Grated cauliflower is baked into wheat-free sandwich buns with this recipe. Grate your own cauliflower or use frozen. - Courtesy of Don Mauer

EW's recipe used a food processor to "chop" the cauliflower into "rice," the fine grating attachment for my food processor worked better. Done.

This step was more of a hassle than I first believed. Trimming and cleaning the cauliflower head and then cutting off one pound of florets (yes, a scale was involved) and then shredding them took more time than I thought it would. Next time, I'll use frozen cauliflower rice.

After speed-cooking them in my microwave, I used a potato ricer to squeeze out the water.

EW used a clean cloth kitchen towel to wring out the cooked cauliflower water. I thought that cleaning that towel afterward would make for additional hassle. The potato ricer worked great and was fairly easy to clean -- a big plus.

                                                                                                                                                                                                                       
 
Baked cauliflower buns just before baking.
Baked cauliflower buns just before baking. - Courtesy of Don Mauer

I don't like pre-shredded cheese, so I grated 4-ounces of organic, sharp cheddar cheese. EW used a whole egg to glue everything together. I also added a teaspoon of instant yeast so that my buns would have the aroma of yeast-raised wheat.

That yeast, since there's no gluten in cauliflower, did not cause the buns to rise. In fact, after baking, I was slightly surprised by how flat EW's buns were. It takes two cauliflower buns to make a sandwich: one each for the top and bottom.

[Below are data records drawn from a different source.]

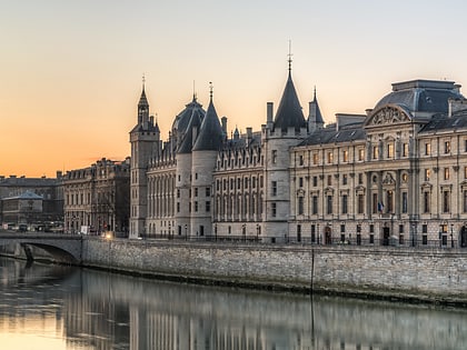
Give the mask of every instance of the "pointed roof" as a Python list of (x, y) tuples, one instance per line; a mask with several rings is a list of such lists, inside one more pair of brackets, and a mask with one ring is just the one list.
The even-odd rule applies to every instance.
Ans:
[(312, 97), (311, 102), (315, 103), (315, 106), (316, 106), (316, 122), (324, 124), (325, 119), (322, 118), (321, 110), (319, 109), (318, 100), (316, 99), (316, 88), (315, 88), (315, 92), (314, 92), (314, 97)]
[[(200, 129), (201, 118), (199, 113), (191, 113), (190, 120), (187, 128), (185, 129), (185, 134), (182, 137), (180, 147), (177, 150), (177, 153), (191, 153), (191, 148), (193, 146), (193, 129)], [(199, 134), (199, 132), (198, 132)]]
[(145, 86), (142, 86), (141, 97), (139, 98), (138, 107), (149, 107), (148, 99), (146, 98)]
[(282, 98), (280, 99), (279, 108), (277, 109), (274, 128), (284, 131), (288, 128), (295, 128), (296, 130), (306, 128), (304, 112), (291, 79), (290, 66), (289, 77), (287, 79), (286, 88), (284, 89)]
[(193, 151), (217, 151), (222, 146), (222, 127), (219, 122), (216, 108), (211, 99), (209, 101), (208, 110), (206, 111), (205, 119), (201, 123), (198, 138), (193, 146)]

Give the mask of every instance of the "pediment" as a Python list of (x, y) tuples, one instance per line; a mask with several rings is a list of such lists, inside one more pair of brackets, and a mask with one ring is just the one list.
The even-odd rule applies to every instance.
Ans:
[(386, 104), (371, 112), (366, 127), (391, 126), (411, 121), (411, 114), (405, 108), (397, 104)]

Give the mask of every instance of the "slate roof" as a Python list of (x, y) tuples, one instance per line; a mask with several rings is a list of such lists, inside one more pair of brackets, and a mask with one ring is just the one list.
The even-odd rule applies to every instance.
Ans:
[(173, 120), (172, 130), (177, 130), (179, 136), (183, 134), (193, 113), (198, 114), (201, 121), (206, 114), (206, 111), (202, 109), (202, 104), (198, 103), (195, 94), (191, 102), (186, 104), (185, 109), (178, 113)]
[(337, 142), (350, 142), (355, 140), (365, 140), (366, 131), (361, 128), (361, 123), (356, 128), (348, 128), (337, 130), (335, 127), (328, 127), (320, 129), (311, 133), (305, 139), (299, 146), (310, 144), (325, 144), (325, 143), (337, 143)]
[(287, 131), (288, 128), (299, 130), (300, 128), (306, 128), (306, 126), (307, 123), (291, 79), (291, 71), (289, 69), (289, 77), (287, 79), (286, 88), (284, 89), (279, 108), (277, 109), (274, 128)]
[(222, 146), (222, 127), (220, 126), (219, 118), (217, 117), (211, 97), (192, 151), (217, 151)]
[(418, 79), (393, 83), (393, 91), (375, 106), (375, 110), (395, 103), (411, 112), (447, 113), (448, 99), (461, 98), (454, 81)]
[(192, 113), (190, 121), (188, 122), (187, 128), (185, 129), (185, 134), (181, 140), (180, 147), (177, 150), (177, 153), (191, 153), (191, 148), (193, 146), (193, 128), (199, 129), (201, 127), (201, 118), (199, 113)]

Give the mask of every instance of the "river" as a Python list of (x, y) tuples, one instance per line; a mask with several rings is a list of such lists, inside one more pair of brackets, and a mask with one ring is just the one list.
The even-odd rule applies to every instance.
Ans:
[(0, 258), (0, 347), (467, 349), (467, 310), (162, 282)]

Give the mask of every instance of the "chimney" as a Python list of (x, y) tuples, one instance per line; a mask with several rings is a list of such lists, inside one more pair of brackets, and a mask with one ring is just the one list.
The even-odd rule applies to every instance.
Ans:
[(272, 124), (274, 103), (267, 102), (266, 108), (266, 123)]

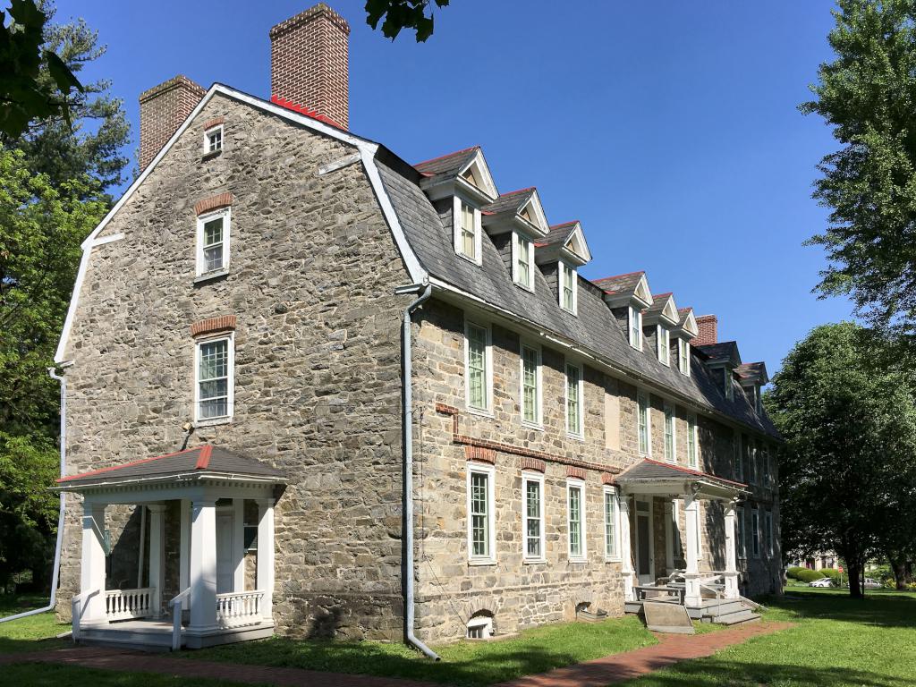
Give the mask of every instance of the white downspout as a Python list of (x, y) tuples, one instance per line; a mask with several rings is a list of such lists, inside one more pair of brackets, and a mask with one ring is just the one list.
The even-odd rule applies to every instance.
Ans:
[[(60, 383), (60, 476), (63, 477), (66, 474), (67, 469), (67, 377), (65, 375), (58, 375), (54, 371), (53, 367), (48, 368), (48, 374), (50, 375), (52, 379), (57, 379), (58, 382)], [(47, 611), (54, 610), (54, 605), (57, 602), (58, 578), (60, 573), (60, 548), (63, 544), (63, 518), (66, 512), (66, 496), (63, 492), (60, 492), (60, 510), (58, 515), (57, 545), (54, 548), (54, 568), (51, 572), (51, 597), (48, 602), (48, 605), (41, 608), (36, 608), (32, 611), (17, 613), (15, 616), (0, 617), (0, 623), (6, 623), (10, 620), (16, 620), (20, 617), (27, 617), (28, 616), (35, 616), (38, 613), (46, 613)]]
[(410, 315), (430, 298), (432, 287), (429, 284), (411, 284), (398, 287), (395, 289), (398, 295), (420, 293), (420, 298), (410, 303), (404, 311), (404, 328), (401, 334), (401, 379), (404, 385), (404, 412), (401, 426), (404, 431), (404, 548), (405, 551), (405, 585), (404, 585), (404, 635), (408, 644), (410, 644), (434, 660), (439, 660), (439, 655), (427, 647), (414, 632), (414, 592), (413, 592), (413, 369), (410, 346)]

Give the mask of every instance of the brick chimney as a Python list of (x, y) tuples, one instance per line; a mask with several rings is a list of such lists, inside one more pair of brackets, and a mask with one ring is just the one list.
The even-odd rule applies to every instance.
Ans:
[(696, 319), (696, 328), (700, 333), (691, 341), (694, 346), (719, 343), (719, 319), (715, 315), (700, 315)]
[(347, 128), (350, 25), (324, 3), (270, 29), (270, 93)]
[(206, 93), (179, 74), (140, 93), (140, 171), (152, 162)]

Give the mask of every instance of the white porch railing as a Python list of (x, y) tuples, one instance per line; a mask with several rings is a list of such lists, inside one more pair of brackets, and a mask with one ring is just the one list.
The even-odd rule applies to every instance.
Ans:
[(264, 591), (216, 594), (216, 621), (223, 626), (249, 625), (261, 620)]
[(153, 615), (156, 587), (105, 591), (105, 620), (127, 620)]

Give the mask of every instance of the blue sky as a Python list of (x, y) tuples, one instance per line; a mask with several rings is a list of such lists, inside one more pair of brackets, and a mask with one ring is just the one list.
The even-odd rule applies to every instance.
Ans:
[[(719, 317), (721, 340), (770, 374), (813, 326), (850, 317), (812, 294), (802, 243), (829, 129), (796, 109), (830, 58), (832, 3), (452, 0), (425, 44), (350, 22), (350, 125), (409, 162), (480, 145), (503, 192), (537, 186), (548, 219), (583, 222), (592, 278), (636, 269), (653, 292)], [(138, 134), (137, 95), (177, 73), (269, 97), (267, 31), (310, 0), (60, 0), (107, 54)]]

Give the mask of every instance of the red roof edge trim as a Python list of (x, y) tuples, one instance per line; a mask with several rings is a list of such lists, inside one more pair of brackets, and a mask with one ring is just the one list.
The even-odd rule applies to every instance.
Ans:
[(270, 102), (274, 104), (279, 105), (280, 107), (285, 107), (287, 110), (292, 110), (293, 112), (298, 112), (300, 114), (305, 114), (307, 117), (311, 119), (317, 119), (319, 122), (323, 122), (324, 124), (330, 124), (334, 128), (340, 129), (341, 131), (346, 131), (346, 127), (342, 124), (335, 122), (331, 117), (315, 112), (314, 110), (310, 110), (305, 105), (300, 105), (293, 103), (290, 100), (286, 100), (278, 95), (271, 95)]
[(744, 484), (743, 482), (736, 482), (733, 479), (725, 479), (725, 477), (719, 477), (719, 476), (717, 476), (715, 474), (710, 474), (709, 473), (703, 473), (703, 472), (702, 472), (700, 470), (691, 470), (689, 467), (681, 467), (681, 465), (675, 465), (675, 464), (672, 464), (671, 463), (662, 463), (661, 461), (655, 461), (655, 460), (652, 460), (651, 458), (643, 458), (643, 460), (646, 461), (647, 463), (654, 463), (656, 465), (664, 465), (665, 467), (670, 467), (672, 470), (677, 470), (677, 471), (682, 472), (682, 473), (686, 473), (687, 474), (695, 474), (698, 477), (709, 477), (709, 478), (714, 479), (714, 480), (716, 480), (718, 482), (727, 482), (730, 485), (737, 485), (738, 486), (747, 486), (747, 485)]
[(210, 454), (213, 453), (213, 447), (209, 443), (203, 445), (201, 449), (201, 454), (197, 456), (197, 464), (194, 465), (195, 470), (206, 470), (207, 465), (210, 464)]
[[(209, 446), (207, 446), (209, 448)], [(130, 463), (122, 463), (120, 465), (109, 465), (108, 467), (100, 467), (98, 470), (90, 470), (88, 473), (79, 473), (77, 474), (69, 474), (66, 477), (59, 477), (57, 479), (58, 483), (69, 482), (72, 479), (81, 479), (82, 477), (91, 477), (93, 474), (101, 474), (102, 473), (110, 473), (113, 470), (120, 470), (123, 467), (131, 467), (133, 465), (142, 465), (144, 463), (152, 463), (153, 461), (158, 461), (160, 458), (171, 458), (172, 456), (180, 455), (181, 453), (188, 453), (191, 451), (201, 451), (200, 447), (193, 449), (185, 449), (184, 451), (176, 451), (174, 453), (165, 453), (163, 455), (156, 455), (152, 458), (141, 458), (137, 461), (131, 461)]]

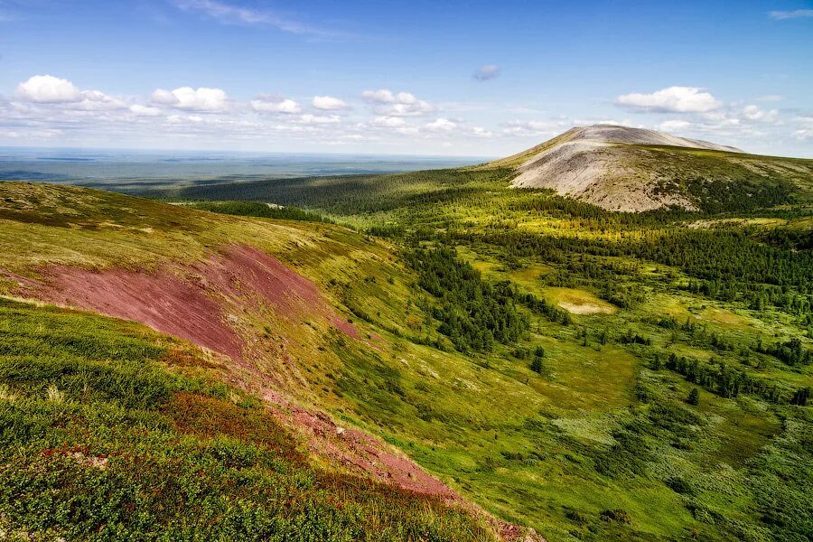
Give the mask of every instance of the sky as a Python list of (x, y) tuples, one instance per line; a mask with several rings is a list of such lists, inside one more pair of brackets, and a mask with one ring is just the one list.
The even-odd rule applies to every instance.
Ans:
[(598, 123), (813, 158), (813, 3), (0, 0), (0, 145), (502, 156)]

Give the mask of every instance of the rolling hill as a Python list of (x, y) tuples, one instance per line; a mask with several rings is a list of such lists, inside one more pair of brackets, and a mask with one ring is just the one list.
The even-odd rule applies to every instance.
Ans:
[(513, 167), (0, 182), (0, 532), (804, 539), (802, 196), (616, 212)]
[(724, 210), (736, 199), (761, 207), (813, 193), (811, 160), (617, 126), (573, 128), (485, 167), (514, 168), (514, 187), (552, 189), (610, 210)]

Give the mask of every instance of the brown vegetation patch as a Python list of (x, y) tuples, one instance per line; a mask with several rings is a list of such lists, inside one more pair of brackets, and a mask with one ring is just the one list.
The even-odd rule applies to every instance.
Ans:
[(155, 272), (68, 266), (41, 270), (42, 278), (16, 276), (14, 294), (133, 320), (186, 339), (237, 361), (244, 358), (246, 326), (232, 314), (264, 309), (287, 320), (319, 316), (354, 339), (356, 328), (333, 311), (310, 280), (274, 257), (242, 245), (189, 266)]
[(209, 396), (176, 393), (164, 406), (182, 433), (212, 438), (220, 435), (273, 450), (291, 461), (304, 461), (291, 434), (266, 410), (242, 408)]

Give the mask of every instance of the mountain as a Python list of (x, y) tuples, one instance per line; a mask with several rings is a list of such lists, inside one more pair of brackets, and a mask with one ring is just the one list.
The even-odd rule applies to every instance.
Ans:
[(0, 538), (803, 539), (804, 183), (516, 176), (0, 182)]
[(511, 167), (517, 188), (546, 188), (610, 210), (725, 210), (809, 198), (813, 160), (748, 154), (653, 130), (576, 127), (487, 167)]

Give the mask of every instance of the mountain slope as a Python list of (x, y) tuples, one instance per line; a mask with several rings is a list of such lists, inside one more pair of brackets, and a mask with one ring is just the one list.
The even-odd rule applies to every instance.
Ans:
[[(809, 532), (813, 452), (804, 443), (813, 418), (801, 406), (813, 375), (807, 353), (813, 266), (803, 249), (809, 212), (752, 213), (753, 231), (712, 220), (686, 224), (668, 213), (612, 213), (550, 192), (512, 190), (509, 169), (495, 168), (210, 187), (217, 198), (333, 212), (372, 226), (370, 234), (384, 238), (319, 222), (0, 183), (0, 292), (36, 302), (26, 305), (33, 329), (48, 334), (56, 328), (46, 342), (57, 351), (100, 357), (89, 367), (46, 363), (38, 376), (24, 370), (31, 356), (0, 348), (0, 386), (6, 386), (0, 415), (12, 427), (2, 435), (14, 439), (0, 444), (22, 442), (25, 457), (52, 456), (67, 442), (61, 459), (92, 466), (108, 449), (98, 433), (69, 416), (66, 435), (63, 411), (47, 405), (32, 416), (21, 417), (21, 411), (29, 402), (50, 401), (51, 384), (54, 397), (86, 408), (94, 389), (84, 386), (89, 372), (109, 374), (119, 396), (132, 390), (139, 397), (141, 384), (113, 370), (123, 361), (119, 354), (102, 348), (120, 341), (99, 336), (87, 342), (82, 331), (95, 332), (86, 321), (52, 325), (44, 315), (53, 309), (37, 304), (51, 301), (136, 318), (186, 338), (173, 341), (190, 355), (155, 353), (171, 375), (206, 378), (220, 387), (220, 397), (260, 406), (304, 455), (350, 481), (417, 491), (418, 504), (423, 498), (452, 504), (435, 509), (442, 516), (457, 509), (452, 491), (505, 521), (566, 542), (773, 534), (790, 540)], [(262, 203), (205, 207), (267, 210)], [(5, 315), (0, 332), (0, 339), (23, 344), (33, 334)], [(153, 333), (149, 341), (170, 339)], [(694, 388), (696, 405), (685, 400)], [(9, 409), (8, 397), (22, 407)], [(253, 416), (239, 412), (229, 419)], [(114, 433), (145, 416), (159, 427), (173, 423), (150, 412), (125, 409), (122, 416)], [(89, 419), (101, 431), (108, 417)], [(229, 440), (251, 437), (236, 430), (242, 422), (216, 431), (220, 416), (198, 417), (192, 425), (210, 445), (207, 467), (225, 469), (229, 481), (262, 468), (247, 455), (253, 452)], [(50, 427), (44, 434), (34, 430), (43, 425)], [(138, 435), (146, 442), (138, 441), (136, 460), (166, 456), (149, 445), (165, 434)], [(173, 448), (170, 459), (182, 452)], [(781, 459), (788, 453), (794, 454), (792, 468)], [(110, 460), (113, 473), (123, 464), (117, 461)], [(41, 466), (24, 469), (23, 477)], [(56, 489), (50, 480), (39, 487)], [(23, 491), (29, 481), (12, 479)], [(132, 486), (107, 487), (133, 494)], [(170, 489), (167, 495), (178, 494)], [(16, 527), (20, 493), (8, 490), (0, 487), (0, 513)], [(82, 495), (104, 499), (94, 491)], [(70, 491), (58, 495), (52, 506), (72, 502)], [(780, 495), (781, 509), (769, 495)], [(326, 494), (342, 502), (335, 497)], [(37, 502), (42, 513), (25, 519), (48, 516), (48, 503)], [(253, 509), (247, 503), (241, 509)], [(451, 528), (426, 530), (432, 528), (424, 523), (412, 539), (476, 538), (478, 532), (489, 539), (494, 528), (507, 539), (518, 537), (516, 528), (487, 516), (465, 517), (476, 529), (485, 522), (486, 531), (461, 536)], [(390, 519), (409, 523), (397, 514)]]
[(813, 160), (616, 126), (577, 127), (487, 167), (513, 167), (512, 186), (546, 188), (610, 210), (681, 207), (710, 211), (808, 198)]
[[(0, 426), (12, 438), (0, 447), (25, 451), (0, 462), (0, 472), (16, 473), (0, 484), (0, 532), (300, 539), (290, 534), (297, 522), (299, 536), (311, 537), (301, 539), (319, 540), (378, 540), (382, 532), (388, 540), (491, 540), (523, 532), (361, 430), (353, 390), (337, 386), (348, 370), (344, 357), (376, 360), (391, 348), (392, 333), (410, 333), (397, 323), (409, 320), (402, 305), (380, 301), (409, 296), (410, 279), (386, 246), (332, 225), (215, 215), (70, 186), (2, 182), (0, 196), (0, 297), (11, 300), (0, 299)], [(352, 299), (393, 322), (388, 332), (352, 322)], [(134, 342), (134, 332), (145, 339)], [(154, 387), (160, 393), (129, 406)], [(70, 412), (118, 409), (124, 419), (115, 432), (132, 431), (131, 418), (150, 421), (130, 441), (105, 434), (86, 414), (71, 415), (66, 431), (32, 434), (33, 424), (60, 423), (42, 400), (51, 388)], [(328, 412), (345, 413), (341, 426)], [(187, 434), (200, 442), (155, 444)], [(189, 487), (195, 461), (205, 467)], [(150, 481), (182, 470), (182, 480), (166, 488), (176, 495), (171, 510), (162, 511), (166, 497), (145, 498), (122, 472), (133, 462), (149, 465), (137, 472)], [(9, 508), (26, 487), (57, 491), (37, 474), (51, 468), (66, 491), (31, 513)], [(247, 475), (252, 481), (243, 489), (229, 485)], [(86, 482), (79, 497), (68, 491)], [(287, 496), (263, 497), (275, 484)], [(88, 501), (111, 499), (108, 492), (122, 498), (98, 520), (61, 519), (51, 508), (75, 502), (89, 514), (96, 509)], [(196, 496), (208, 494), (210, 514), (188, 516), (184, 506), (206, 506)], [(141, 523), (123, 519), (126, 507)], [(33, 524), (37, 514), (48, 519)]]

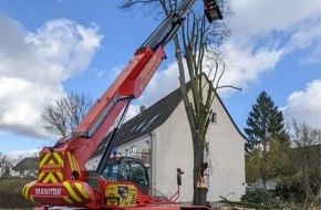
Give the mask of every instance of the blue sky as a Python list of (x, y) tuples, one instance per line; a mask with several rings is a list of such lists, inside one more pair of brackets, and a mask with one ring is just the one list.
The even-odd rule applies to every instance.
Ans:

My cauliflower buns turned out really well. They were all the same size and looked golden brown. I used my fresh buns to make a cold meatloaf sandwich. They were good. Other than holding a sandwich together, they are nothing like wheat bread.

A big plus, they were much lower in carbohydrates than wheat bread, which has 24 carb grams for two slices versus 6.3 for the cauliflower buns. And they were made from whole versus refined foods.

Give them a try.

• Don Mauer welcomes questions, comments and recipe makeover requests. Write to him at don@theleanwizard.com.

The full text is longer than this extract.